10/16/08 3:57 AM ET
Phils prove they're second to none
NL champs flat-out superior in advancing to World Series
The Philadelphia Phillies played the kind of October baseball that had something for everyone. Adding it all up, they also had something very fitting for themselves -- the 2008 NL pennant, Philadelphia's first pennant in 15 years.
The Phillies put on a complete and compelling performance in the NL Championship Series. They finished up on Wednesday night with another convincing victory, 5-1, over the Los Angeles Dodgers. The Phillies got to celebrate on the Dodger Stadium turf, because they did what championship teams can do, winning the final two games of this series on the road.
That made the Phillies 4-1 winners in the NLCS. And it made the Phillies 7-2 in the 2008 postseason. That's an October performance somewhere between no-doubt and dominant. Either way, it's a very nice neighborhood at this time of the year.
The Phillies weren't short in any facet of the game. In fact, they appeared to be superior to the Dodgers all over the place. The Dodgers came here with three primary reasons to believe that they could win. Their team ERA was the lowest in the NL, they had the hottest hitter on the planet, Manny Ramirez, and they had just swept the Cubs -- the NL's best regular-season team -- in the NL Division Series.
But the Phillies trumped the Dodgers' pitching with two superb starts from Cole Hamels and consistent work from their bullpen. Ramirez kept hitting at a supernatural pace, but he didn't get enough help from his friends, proving once again that, in a postseason series, if one man is going to be the central figure, you're better off if that one man is a pitcher.
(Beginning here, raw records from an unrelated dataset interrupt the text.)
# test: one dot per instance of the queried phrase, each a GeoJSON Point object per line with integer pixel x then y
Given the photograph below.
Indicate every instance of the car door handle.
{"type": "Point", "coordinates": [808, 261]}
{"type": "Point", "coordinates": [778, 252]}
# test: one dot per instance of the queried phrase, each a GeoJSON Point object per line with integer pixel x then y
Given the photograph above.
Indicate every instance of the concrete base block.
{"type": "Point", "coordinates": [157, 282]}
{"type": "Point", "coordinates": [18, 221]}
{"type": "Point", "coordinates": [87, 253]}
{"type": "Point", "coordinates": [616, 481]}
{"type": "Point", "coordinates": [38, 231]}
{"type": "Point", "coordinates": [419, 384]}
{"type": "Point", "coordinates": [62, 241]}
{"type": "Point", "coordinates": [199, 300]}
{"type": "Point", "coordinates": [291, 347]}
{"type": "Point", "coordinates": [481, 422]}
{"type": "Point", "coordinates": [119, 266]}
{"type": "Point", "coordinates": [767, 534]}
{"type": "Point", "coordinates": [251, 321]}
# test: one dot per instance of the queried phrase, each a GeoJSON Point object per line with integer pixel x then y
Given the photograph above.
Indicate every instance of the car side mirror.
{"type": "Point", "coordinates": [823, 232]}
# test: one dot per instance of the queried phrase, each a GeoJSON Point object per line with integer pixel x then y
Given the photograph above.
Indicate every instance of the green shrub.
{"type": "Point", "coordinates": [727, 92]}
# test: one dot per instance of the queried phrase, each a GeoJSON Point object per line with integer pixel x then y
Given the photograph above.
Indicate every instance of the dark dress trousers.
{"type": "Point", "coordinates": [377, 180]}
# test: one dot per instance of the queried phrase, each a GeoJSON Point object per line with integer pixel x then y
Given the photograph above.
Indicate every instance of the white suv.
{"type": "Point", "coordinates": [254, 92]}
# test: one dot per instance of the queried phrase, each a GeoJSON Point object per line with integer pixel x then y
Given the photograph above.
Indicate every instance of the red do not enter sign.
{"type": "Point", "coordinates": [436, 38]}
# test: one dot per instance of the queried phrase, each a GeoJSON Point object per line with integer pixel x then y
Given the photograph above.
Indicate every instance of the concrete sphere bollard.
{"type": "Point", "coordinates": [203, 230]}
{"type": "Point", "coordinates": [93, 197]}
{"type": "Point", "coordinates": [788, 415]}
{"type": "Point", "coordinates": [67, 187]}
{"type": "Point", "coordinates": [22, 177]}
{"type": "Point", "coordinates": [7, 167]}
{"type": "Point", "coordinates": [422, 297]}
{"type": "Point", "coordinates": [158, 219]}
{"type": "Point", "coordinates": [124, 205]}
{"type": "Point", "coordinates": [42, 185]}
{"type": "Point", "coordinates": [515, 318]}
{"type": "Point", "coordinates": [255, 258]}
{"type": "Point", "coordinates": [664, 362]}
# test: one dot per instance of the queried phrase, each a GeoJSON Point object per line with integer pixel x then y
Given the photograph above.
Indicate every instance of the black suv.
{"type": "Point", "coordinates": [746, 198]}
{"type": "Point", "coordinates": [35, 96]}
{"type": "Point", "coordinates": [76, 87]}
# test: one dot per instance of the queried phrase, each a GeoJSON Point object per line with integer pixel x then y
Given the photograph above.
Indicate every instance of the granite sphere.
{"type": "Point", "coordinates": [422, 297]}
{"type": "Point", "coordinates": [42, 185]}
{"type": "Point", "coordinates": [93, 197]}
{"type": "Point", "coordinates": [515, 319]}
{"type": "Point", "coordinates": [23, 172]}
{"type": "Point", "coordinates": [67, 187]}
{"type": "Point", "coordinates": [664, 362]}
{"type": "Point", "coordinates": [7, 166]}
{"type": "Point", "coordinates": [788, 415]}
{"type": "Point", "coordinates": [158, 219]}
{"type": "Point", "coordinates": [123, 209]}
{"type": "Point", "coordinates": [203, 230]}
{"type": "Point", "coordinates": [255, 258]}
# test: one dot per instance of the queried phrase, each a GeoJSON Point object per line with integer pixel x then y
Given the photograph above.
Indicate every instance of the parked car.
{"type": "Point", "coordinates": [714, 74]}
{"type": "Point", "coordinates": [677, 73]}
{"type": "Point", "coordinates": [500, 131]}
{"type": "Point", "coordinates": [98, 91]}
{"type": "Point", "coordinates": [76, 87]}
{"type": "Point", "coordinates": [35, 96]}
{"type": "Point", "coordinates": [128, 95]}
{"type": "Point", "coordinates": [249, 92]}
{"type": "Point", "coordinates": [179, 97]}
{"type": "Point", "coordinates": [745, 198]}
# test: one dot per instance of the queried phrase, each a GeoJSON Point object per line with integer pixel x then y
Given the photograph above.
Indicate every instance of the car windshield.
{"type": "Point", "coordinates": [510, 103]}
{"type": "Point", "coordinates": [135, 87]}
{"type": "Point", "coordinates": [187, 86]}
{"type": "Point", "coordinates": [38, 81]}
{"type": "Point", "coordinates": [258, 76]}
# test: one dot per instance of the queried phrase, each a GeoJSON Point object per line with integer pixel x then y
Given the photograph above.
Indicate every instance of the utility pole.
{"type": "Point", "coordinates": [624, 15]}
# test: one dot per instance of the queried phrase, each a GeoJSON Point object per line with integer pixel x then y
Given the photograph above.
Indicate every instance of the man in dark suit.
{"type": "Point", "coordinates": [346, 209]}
The Dodgers were very impressive in that sweep of the Cubs. But the truth of the matter is that in this October, the Phillies were a vastly more difficult opponent than the Cubs.
Checking around the diamond, this was about much, much more than the Phillies clobbering numerous home runs, although the home runs were helpful, too. The Phillies had the whole game covered.
Starting pitching? By now, you could count on Hamels to not only win a big postseason game, but to be in charge of the education of your children and to administer the federal bailout of crisis-stricken financial institutions.
Hamels won the MVP award for this NLCS. While numerous Phillies performed well, his successful work started and ended the NLCS for the Phils. Hamels has a 3-0 record with a 1.23 ERA for the postseason. That's the stuff of dreams for the rest of the pitching world, but it is Hamels' reality here.
This 24-year-old lefty is the picture of composure and calm. But he also turns out to be a postseason competitor of the first rank. After stopping the Brewers in the opener of the NLDS and then shutting down the Dodgers in Game 1 of the NLCS, on Wednesday night, Hamels got to work on the other end of a playoff series, the clincher.
He was, of course, up to the task, limiting the Dodgers to one run over seven innings. Game 5 came down to the starting pitching matchup of two remarkable and talented young pitchers. Chad Billingsley, coming up short for the second consecutive NLCS start, was unable to get through the third inning. But Hamels was in command -- early, often, always -- locating his pitches precisely and keeping the Dodgers perpetually off-balance with a change of speeds.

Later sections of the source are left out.